In deze zaak heeft de staatssecretaris van Defensie, vertegenwoordigd door het Defensie Ondersteuningscommando te Utrecht, op 9 januari 2025 beroep ingesteld tegen het niet tijdig beslissen door de Raad van bestuur van het Uitvoeringsinstituut werknemersverzekeringen (Uwv) op zijn verzoek van 23 januari 2023 om de mate van arbeidsongeschiktheid van een (ex-) werknemer te herbeoordelen.
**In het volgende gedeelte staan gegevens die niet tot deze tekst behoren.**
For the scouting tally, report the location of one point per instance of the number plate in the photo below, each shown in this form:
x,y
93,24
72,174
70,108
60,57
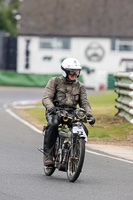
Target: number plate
x,y
80,131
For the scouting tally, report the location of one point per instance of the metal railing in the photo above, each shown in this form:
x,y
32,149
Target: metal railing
x,y
124,89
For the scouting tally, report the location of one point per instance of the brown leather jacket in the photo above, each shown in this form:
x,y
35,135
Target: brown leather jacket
x,y
67,93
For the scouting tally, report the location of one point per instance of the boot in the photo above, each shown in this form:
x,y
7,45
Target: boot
x,y
48,160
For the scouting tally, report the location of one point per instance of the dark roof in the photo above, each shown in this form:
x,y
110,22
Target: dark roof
x,y
96,18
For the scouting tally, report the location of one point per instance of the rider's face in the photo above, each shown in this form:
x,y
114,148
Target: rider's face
x,y
72,75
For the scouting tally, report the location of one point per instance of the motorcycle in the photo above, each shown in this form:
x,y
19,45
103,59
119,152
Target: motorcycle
x,y
69,151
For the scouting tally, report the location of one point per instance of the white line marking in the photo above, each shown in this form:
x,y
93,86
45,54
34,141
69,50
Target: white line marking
x,y
23,121
40,132
112,157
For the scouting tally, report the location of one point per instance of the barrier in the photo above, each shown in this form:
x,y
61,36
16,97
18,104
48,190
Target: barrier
x,y
124,89
12,78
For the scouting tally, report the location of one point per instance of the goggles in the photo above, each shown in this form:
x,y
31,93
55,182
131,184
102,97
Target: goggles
x,y
74,73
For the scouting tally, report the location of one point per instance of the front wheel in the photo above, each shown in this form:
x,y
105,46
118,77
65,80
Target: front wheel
x,y
47,169
75,161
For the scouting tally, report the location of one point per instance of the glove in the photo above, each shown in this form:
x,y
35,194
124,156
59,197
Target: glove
x,y
91,119
53,110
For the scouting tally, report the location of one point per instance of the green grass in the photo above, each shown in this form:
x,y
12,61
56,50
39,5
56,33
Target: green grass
x,y
107,124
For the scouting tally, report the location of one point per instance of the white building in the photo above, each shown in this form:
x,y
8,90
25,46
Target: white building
x,y
98,33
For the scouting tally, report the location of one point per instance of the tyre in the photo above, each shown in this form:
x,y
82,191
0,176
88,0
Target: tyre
x,y
48,171
75,163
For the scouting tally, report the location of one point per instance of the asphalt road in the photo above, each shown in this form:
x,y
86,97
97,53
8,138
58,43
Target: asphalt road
x,y
21,168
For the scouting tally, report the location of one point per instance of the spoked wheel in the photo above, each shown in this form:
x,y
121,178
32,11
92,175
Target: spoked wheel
x,y
76,161
48,170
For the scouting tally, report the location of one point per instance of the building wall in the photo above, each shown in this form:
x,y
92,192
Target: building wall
x,y
95,53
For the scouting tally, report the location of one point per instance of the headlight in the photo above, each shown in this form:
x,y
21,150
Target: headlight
x,y
81,113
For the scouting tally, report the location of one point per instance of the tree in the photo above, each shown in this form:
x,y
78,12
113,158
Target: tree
x,y
9,15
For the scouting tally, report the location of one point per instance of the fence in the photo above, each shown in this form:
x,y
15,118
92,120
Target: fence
x,y
12,78
124,89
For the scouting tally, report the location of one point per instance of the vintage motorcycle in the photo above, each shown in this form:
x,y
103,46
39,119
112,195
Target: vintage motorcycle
x,y
69,151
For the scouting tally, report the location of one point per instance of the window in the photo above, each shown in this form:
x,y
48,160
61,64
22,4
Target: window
x,y
54,43
121,45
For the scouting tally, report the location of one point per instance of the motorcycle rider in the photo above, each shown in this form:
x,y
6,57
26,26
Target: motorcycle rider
x,y
68,92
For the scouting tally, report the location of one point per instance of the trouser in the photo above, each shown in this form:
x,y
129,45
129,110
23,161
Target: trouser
x,y
51,133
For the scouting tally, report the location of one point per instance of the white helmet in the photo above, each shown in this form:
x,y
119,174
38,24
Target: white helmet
x,y
70,64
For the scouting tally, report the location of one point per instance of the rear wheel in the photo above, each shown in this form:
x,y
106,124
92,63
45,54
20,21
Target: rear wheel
x,y
49,170
75,162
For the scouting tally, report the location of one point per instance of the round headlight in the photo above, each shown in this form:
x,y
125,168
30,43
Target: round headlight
x,y
81,113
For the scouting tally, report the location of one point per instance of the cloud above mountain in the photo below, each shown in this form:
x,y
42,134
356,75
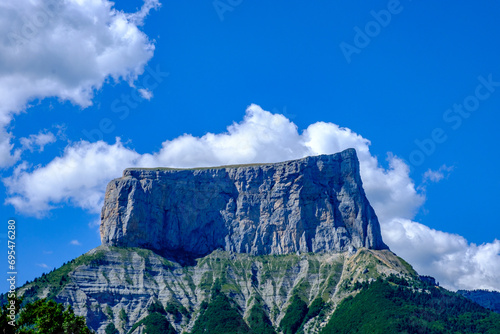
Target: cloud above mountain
x,y
67,50
80,174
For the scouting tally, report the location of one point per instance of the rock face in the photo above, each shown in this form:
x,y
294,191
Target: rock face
x,y
315,204
107,281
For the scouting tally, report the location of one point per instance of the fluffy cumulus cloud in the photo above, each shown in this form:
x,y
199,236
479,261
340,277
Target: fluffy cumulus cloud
x,y
448,257
64,49
38,141
79,177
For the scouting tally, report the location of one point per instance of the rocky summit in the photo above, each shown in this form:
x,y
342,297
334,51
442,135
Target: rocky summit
x,y
315,204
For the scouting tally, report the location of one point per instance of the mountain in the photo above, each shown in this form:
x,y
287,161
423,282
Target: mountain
x,y
315,204
291,247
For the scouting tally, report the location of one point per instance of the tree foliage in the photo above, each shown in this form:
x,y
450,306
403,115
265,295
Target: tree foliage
x,y
45,317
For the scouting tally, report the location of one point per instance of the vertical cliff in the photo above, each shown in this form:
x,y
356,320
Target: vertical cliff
x,y
314,204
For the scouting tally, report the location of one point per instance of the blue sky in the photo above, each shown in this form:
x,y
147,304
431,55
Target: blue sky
x,y
90,88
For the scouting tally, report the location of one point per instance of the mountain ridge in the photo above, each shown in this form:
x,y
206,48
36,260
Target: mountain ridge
x,y
313,204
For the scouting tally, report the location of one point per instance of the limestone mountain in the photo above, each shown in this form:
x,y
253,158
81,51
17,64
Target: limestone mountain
x,y
315,204
262,248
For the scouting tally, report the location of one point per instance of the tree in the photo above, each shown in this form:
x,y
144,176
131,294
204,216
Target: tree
x,y
48,317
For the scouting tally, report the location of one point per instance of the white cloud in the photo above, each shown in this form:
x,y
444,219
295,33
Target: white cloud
x,y
39,140
456,263
437,175
65,49
80,176
145,93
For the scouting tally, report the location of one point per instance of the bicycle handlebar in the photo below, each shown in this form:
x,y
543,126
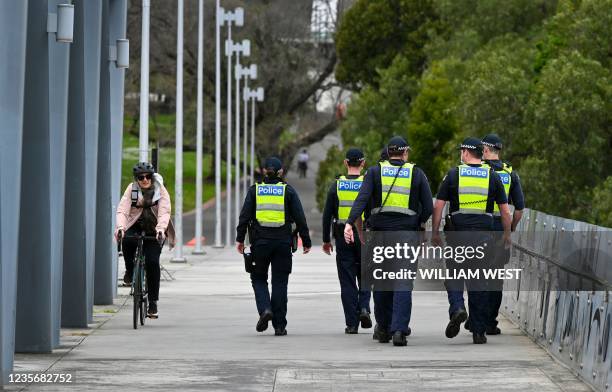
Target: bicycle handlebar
x,y
120,239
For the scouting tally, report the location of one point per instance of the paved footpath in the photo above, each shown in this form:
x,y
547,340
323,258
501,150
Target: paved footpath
x,y
205,340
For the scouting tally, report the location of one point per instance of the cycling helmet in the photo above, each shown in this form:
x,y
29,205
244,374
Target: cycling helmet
x,y
143,168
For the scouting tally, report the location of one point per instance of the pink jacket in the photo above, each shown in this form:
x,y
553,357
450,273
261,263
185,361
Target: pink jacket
x,y
128,215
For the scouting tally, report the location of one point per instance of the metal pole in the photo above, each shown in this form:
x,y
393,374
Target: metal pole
x,y
228,174
253,140
237,168
143,147
245,131
178,208
199,131
218,242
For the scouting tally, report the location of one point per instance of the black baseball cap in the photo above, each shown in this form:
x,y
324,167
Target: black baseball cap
x,y
492,140
471,143
397,144
273,163
355,155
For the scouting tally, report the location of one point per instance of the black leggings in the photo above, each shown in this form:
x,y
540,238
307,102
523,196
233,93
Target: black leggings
x,y
152,250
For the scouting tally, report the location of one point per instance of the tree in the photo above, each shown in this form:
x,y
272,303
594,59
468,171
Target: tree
x,y
570,134
374,32
293,69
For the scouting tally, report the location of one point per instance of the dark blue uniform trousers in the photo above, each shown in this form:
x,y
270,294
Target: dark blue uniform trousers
x,y
278,255
354,298
392,310
478,299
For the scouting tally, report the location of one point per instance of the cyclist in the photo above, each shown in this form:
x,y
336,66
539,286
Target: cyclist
x,y
145,206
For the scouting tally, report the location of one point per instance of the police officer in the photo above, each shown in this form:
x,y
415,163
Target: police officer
x,y
270,208
392,211
472,189
492,146
340,199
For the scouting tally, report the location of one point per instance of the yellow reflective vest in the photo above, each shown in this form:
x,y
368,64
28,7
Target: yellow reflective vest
x,y
473,189
506,177
347,190
398,199
270,204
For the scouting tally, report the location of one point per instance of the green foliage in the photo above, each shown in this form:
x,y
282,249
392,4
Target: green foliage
x,y
495,91
570,134
536,72
433,121
373,32
601,211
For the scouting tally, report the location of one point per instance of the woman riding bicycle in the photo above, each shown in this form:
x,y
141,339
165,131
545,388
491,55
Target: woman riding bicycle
x,y
145,206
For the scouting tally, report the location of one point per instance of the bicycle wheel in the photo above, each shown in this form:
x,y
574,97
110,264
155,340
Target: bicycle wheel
x,y
137,289
143,295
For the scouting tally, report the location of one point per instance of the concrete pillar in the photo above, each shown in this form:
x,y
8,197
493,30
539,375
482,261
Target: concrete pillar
x,y
82,165
13,21
109,145
41,228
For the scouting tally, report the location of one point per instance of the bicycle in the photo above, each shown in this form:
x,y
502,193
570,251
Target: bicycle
x,y
138,289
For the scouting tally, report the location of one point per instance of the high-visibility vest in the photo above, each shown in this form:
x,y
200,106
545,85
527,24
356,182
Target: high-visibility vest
x,y
473,189
270,204
347,190
399,197
505,175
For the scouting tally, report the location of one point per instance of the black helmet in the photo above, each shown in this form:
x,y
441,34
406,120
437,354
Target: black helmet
x,y
143,168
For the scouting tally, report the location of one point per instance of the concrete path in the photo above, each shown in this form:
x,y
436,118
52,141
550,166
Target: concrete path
x,y
205,340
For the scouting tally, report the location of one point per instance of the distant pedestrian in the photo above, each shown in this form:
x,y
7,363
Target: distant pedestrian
x,y
303,163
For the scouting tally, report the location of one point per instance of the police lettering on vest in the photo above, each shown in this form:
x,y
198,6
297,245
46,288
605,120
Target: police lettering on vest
x,y
395,188
479,172
348,185
473,189
270,204
391,171
270,190
347,191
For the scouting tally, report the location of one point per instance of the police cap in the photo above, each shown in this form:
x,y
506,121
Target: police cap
x,y
492,140
355,155
397,144
273,163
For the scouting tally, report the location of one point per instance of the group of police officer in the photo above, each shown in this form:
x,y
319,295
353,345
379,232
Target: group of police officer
x,y
393,196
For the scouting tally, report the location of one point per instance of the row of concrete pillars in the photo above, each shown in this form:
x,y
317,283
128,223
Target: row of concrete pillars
x,y
61,120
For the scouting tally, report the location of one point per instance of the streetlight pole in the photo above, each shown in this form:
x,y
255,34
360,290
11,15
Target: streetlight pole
x,y
143,144
237,18
243,48
253,95
199,132
178,207
250,74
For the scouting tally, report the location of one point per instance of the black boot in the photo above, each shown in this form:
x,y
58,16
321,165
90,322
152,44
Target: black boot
x,y
479,338
264,318
493,331
364,318
452,329
399,338
383,336
350,330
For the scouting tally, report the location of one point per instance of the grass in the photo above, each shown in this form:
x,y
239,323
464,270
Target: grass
x,y
167,161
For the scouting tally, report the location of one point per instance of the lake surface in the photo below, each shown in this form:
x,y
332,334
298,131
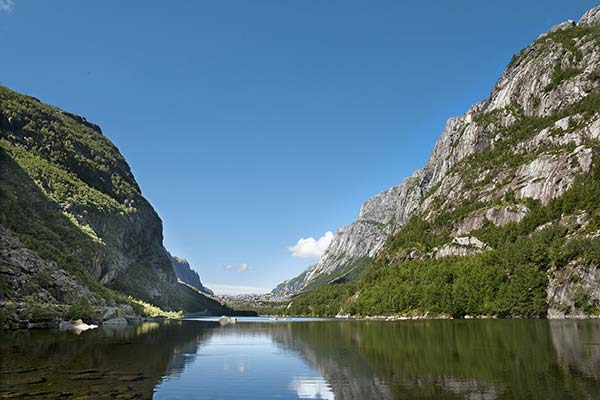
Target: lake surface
x,y
259,359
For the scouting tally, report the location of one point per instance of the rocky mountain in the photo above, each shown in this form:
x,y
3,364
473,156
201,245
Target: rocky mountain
x,y
73,219
532,142
186,274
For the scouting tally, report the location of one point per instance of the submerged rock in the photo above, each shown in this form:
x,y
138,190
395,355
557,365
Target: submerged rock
x,y
119,321
227,320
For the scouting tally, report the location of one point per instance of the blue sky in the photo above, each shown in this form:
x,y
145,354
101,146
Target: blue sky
x,y
252,124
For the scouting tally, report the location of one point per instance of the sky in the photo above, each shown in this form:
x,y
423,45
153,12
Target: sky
x,y
258,128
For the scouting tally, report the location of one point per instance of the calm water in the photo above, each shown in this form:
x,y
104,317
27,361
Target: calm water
x,y
308,360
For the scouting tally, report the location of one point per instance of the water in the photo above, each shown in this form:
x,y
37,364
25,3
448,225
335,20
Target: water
x,y
300,359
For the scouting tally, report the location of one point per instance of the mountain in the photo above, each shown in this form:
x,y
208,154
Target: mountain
x,y
517,169
73,220
186,274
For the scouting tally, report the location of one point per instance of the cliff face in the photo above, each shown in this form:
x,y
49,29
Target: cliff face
x,y
530,139
186,274
68,197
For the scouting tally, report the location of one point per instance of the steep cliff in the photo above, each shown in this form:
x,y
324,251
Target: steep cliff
x,y
186,274
527,144
70,203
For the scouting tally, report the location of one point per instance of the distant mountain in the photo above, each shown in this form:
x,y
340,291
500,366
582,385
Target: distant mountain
x,y
186,274
517,169
73,220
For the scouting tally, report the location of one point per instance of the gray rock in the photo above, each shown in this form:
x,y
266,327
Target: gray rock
x,y
590,18
440,184
119,321
461,246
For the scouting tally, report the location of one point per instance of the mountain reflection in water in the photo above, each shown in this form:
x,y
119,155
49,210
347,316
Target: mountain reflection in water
x,y
490,359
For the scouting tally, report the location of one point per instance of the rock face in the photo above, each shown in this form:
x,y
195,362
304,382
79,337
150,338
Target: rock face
x,y
187,275
461,246
23,273
73,217
532,126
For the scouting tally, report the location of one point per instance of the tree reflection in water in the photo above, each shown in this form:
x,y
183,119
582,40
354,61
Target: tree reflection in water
x,y
488,359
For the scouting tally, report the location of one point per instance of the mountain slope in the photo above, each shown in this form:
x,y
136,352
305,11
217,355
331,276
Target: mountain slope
x,y
530,142
186,274
68,197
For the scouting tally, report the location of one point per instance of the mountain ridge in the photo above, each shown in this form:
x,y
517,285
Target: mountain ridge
x,y
509,143
71,203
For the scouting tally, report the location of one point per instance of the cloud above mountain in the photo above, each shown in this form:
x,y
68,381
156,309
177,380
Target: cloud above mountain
x,y
7,5
240,267
311,247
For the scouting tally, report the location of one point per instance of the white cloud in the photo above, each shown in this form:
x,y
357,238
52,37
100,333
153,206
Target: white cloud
x,y
311,247
241,267
7,5
236,289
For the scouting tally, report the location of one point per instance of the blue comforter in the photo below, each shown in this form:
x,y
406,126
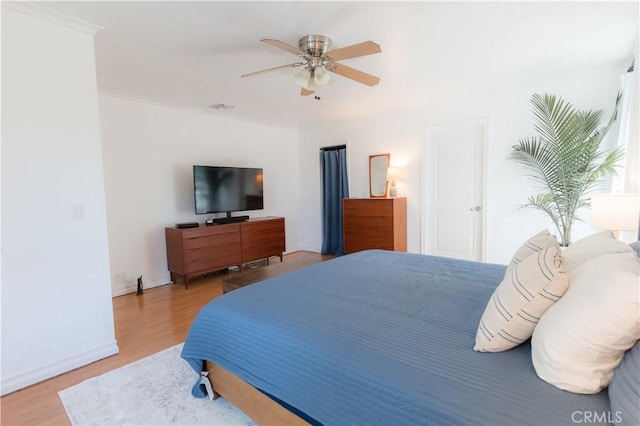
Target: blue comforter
x,y
379,338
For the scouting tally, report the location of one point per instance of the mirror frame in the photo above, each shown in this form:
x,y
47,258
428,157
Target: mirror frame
x,y
386,185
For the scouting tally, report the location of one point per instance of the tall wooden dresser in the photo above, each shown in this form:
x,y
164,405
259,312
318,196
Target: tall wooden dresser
x,y
375,223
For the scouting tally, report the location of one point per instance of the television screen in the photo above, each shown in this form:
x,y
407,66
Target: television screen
x,y
227,189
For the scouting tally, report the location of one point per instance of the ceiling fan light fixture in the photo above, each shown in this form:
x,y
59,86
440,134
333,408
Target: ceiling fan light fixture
x,y
302,77
321,76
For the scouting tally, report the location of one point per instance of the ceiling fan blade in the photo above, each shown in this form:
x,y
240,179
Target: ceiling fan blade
x,y
251,74
285,46
360,49
353,74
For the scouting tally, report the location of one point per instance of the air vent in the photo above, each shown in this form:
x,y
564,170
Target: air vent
x,y
221,106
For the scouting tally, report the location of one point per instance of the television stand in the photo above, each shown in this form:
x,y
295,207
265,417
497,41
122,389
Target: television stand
x,y
228,219
197,251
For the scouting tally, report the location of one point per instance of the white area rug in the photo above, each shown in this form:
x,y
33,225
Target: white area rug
x,y
153,391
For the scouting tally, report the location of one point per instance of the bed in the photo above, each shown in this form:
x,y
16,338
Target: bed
x,y
373,338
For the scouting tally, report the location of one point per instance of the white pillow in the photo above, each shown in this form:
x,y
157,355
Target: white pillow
x,y
591,247
517,304
538,242
581,339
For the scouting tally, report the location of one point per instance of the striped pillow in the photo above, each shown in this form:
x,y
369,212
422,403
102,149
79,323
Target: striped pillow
x,y
515,307
538,242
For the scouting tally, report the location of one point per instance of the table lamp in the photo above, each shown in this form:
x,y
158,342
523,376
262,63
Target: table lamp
x,y
616,212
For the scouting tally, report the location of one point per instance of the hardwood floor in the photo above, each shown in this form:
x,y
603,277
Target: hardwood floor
x,y
144,325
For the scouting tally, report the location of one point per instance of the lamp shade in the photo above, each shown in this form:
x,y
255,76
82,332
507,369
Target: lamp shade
x,y
615,212
302,77
322,76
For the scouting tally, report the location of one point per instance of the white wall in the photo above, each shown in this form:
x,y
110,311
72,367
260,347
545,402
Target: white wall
x,y
401,134
56,306
149,151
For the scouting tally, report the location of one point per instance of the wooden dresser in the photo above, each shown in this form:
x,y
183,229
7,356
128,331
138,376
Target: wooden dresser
x,y
195,251
375,223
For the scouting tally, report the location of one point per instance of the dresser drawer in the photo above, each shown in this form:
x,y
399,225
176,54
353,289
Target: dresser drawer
x,y
374,223
373,207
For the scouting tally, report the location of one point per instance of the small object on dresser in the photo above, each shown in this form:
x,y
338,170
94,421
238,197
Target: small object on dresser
x,y
187,225
140,286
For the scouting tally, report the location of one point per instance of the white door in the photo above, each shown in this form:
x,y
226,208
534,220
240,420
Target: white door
x,y
453,166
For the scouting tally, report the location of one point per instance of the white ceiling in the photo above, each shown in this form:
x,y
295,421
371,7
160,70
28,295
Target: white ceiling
x,y
193,53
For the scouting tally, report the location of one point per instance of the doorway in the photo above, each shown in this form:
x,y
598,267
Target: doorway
x,y
453,173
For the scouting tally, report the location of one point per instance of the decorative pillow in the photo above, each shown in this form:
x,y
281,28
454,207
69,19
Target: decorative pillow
x,y
624,389
590,247
538,242
517,304
581,339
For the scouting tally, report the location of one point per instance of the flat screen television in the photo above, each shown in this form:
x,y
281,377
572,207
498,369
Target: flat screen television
x,y
227,189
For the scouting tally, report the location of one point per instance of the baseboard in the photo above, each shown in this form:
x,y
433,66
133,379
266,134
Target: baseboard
x,y
126,288
39,374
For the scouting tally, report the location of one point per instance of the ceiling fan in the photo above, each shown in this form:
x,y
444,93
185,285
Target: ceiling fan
x,y
316,59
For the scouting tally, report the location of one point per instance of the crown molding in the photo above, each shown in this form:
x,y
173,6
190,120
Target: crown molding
x,y
46,14
234,115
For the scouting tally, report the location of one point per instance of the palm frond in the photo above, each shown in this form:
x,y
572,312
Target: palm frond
x,y
564,158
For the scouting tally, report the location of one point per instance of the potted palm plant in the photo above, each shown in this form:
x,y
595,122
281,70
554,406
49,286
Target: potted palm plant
x,y
565,159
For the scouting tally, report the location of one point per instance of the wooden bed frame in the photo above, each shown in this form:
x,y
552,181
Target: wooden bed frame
x,y
255,404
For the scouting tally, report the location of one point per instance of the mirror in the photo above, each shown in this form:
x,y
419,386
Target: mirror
x,y
378,165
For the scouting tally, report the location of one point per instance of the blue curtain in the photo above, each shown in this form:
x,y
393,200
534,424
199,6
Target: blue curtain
x,y
335,187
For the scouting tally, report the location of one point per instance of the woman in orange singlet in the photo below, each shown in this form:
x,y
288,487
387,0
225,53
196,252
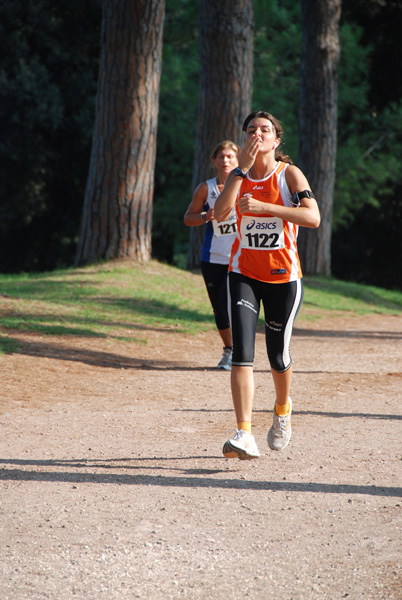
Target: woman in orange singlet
x,y
272,199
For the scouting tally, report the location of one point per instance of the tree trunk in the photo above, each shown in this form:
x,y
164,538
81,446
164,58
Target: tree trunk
x,y
117,215
226,32
318,123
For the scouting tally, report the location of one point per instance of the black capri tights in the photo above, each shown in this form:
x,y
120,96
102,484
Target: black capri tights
x,y
281,302
215,277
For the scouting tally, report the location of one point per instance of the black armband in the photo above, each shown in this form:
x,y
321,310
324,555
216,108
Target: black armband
x,y
297,196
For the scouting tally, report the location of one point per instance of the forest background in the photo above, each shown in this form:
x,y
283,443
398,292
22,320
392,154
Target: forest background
x,y
48,80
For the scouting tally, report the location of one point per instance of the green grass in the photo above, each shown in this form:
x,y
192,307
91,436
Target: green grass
x,y
125,301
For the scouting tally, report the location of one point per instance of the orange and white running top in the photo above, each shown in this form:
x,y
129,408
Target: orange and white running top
x,y
265,246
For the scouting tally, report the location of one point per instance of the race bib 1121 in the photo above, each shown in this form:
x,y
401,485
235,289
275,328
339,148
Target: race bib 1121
x,y
228,227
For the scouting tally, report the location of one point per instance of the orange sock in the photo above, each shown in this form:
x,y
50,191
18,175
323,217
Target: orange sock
x,y
245,425
282,409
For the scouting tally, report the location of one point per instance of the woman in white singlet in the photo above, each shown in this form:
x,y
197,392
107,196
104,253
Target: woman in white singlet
x,y
218,240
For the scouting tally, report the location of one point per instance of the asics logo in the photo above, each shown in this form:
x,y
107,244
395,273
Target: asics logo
x,y
264,225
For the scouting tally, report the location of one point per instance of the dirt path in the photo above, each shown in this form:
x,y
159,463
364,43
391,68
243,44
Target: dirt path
x,y
113,485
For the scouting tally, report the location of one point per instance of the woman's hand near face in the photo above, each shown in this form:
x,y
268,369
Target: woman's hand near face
x,y
249,152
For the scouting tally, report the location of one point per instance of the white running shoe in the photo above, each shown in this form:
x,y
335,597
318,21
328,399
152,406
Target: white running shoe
x,y
281,431
242,445
226,360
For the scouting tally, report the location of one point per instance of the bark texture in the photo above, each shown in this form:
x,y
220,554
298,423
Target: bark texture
x,y
226,30
117,215
318,123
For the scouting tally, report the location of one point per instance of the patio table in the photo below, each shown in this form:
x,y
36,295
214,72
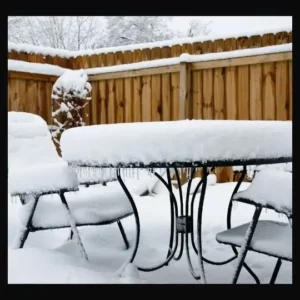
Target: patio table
x,y
189,145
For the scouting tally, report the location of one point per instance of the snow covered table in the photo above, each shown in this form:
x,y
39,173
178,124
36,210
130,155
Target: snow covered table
x,y
188,144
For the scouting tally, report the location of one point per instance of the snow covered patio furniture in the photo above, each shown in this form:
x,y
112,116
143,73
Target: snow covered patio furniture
x,y
36,172
271,189
176,145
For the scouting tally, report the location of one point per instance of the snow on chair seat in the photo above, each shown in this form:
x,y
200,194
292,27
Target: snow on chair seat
x,y
270,188
270,238
33,163
42,179
101,205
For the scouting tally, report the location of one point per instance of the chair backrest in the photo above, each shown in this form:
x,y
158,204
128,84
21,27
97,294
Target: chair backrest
x,y
271,188
29,141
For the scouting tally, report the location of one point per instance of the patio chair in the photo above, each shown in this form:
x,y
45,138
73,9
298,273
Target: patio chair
x,y
270,189
36,171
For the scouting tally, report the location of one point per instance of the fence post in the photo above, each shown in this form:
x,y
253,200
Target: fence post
x,y
185,110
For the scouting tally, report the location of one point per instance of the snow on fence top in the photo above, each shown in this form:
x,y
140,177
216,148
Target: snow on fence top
x,y
27,67
176,141
169,43
21,66
192,58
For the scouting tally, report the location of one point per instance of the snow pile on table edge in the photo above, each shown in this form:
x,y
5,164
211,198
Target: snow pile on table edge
x,y
22,66
152,144
27,48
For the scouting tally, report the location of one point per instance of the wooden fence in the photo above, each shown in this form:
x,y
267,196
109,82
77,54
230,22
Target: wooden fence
x,y
124,57
246,88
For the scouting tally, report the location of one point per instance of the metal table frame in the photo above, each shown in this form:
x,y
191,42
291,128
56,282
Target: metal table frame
x,y
182,216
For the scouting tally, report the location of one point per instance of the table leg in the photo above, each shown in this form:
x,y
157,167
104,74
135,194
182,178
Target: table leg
x,y
136,215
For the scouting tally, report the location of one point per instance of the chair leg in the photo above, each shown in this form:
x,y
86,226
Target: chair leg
x,y
276,270
123,234
73,226
71,235
24,232
244,248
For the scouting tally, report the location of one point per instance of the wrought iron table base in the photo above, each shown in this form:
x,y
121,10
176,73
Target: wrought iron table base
x,y
182,223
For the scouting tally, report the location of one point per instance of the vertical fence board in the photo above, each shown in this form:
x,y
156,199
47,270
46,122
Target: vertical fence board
x,y
256,92
137,99
282,92
269,110
197,94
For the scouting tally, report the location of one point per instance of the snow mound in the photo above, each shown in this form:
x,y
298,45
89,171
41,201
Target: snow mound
x,y
88,206
72,84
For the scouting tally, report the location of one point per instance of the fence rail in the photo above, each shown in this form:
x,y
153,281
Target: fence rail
x,y
129,56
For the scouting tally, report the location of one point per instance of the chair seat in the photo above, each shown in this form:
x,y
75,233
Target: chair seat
x,y
270,237
42,178
89,206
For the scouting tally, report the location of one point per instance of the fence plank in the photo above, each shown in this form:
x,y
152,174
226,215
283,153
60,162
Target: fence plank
x,y
137,99
256,92
128,84
120,100
243,92
269,91
207,87
31,96
231,97
281,91
41,100
197,94
146,98
102,96
185,92
94,104
48,100
166,95
174,107
111,111
290,90
219,94
156,98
De rechtbank heeft vastgesteld dat de termijn om te beslissen op het verzoek is overschreden en dat verweerder in gebreke is gesteld. De rechtbank heeft geoordeeld dat verweerder binnen zes weken na de verzending van de uitspraak een medische beoordeling door een verzekeringsarts moet laten plaatsvinden en dat hij binnen zes weken na die beoordeling een besluit moet nemen, maar in ieder geval binnen twaalf weken na de verzending van de uitspraak. De rechtbank heeft ook bepaald dat verweerder een dwangsom van € 100,- per dag moet betalen voor elke dag dat hij de beslistermijn overschrijdt, met een maximum van € 15.000,-. De uitspraak is gedaan door mr. D.R. van der Meer op 7 maart 2025, en de rechtbank heeft het beroep gegrond verklaard, het niet tijdig nemen van een besluit vernietigd en verweerder opgedragen om alsnog binnen de gestelde termijnen een besluit bekend te maken.

Uitspraak

RECHTBANK DEN HAAG
Bestuursrecht
zaaknummer: SGR 25/457

uitspraak van de enkelvoudige kamer van 7 maart 2025 in de zaak tussen

de staatssecretaris van Defensie,

voor deze het Defensie Ondersteuningscommando te Utrecht, eiser
(gemachtigde: mr. M.H.G. In de Braekt),
en

de Raad van bestuur van het Uitvoeringsinstituut werknemersverzekeringen,

verweerder (hierna ook: het Uwv)
(gemachtigde: S.N. Westmaas-Kanhai).

Inleiding

Eiser heeft op 9 januari 2025 beroep ingesteld tegen het niet tijdig beslissen door verweerder op zijn verzoek van 23 januari 2023 om de mate van arbeidsongeschiktheid van (ex-) werknemer [naam] te herbeoordelen, nu inmiddels sprake is van volledige en duurzame arbeidsongeschiktheid.
Verweerder heeft op 30 januari 2025 een verweerschrift ingediend.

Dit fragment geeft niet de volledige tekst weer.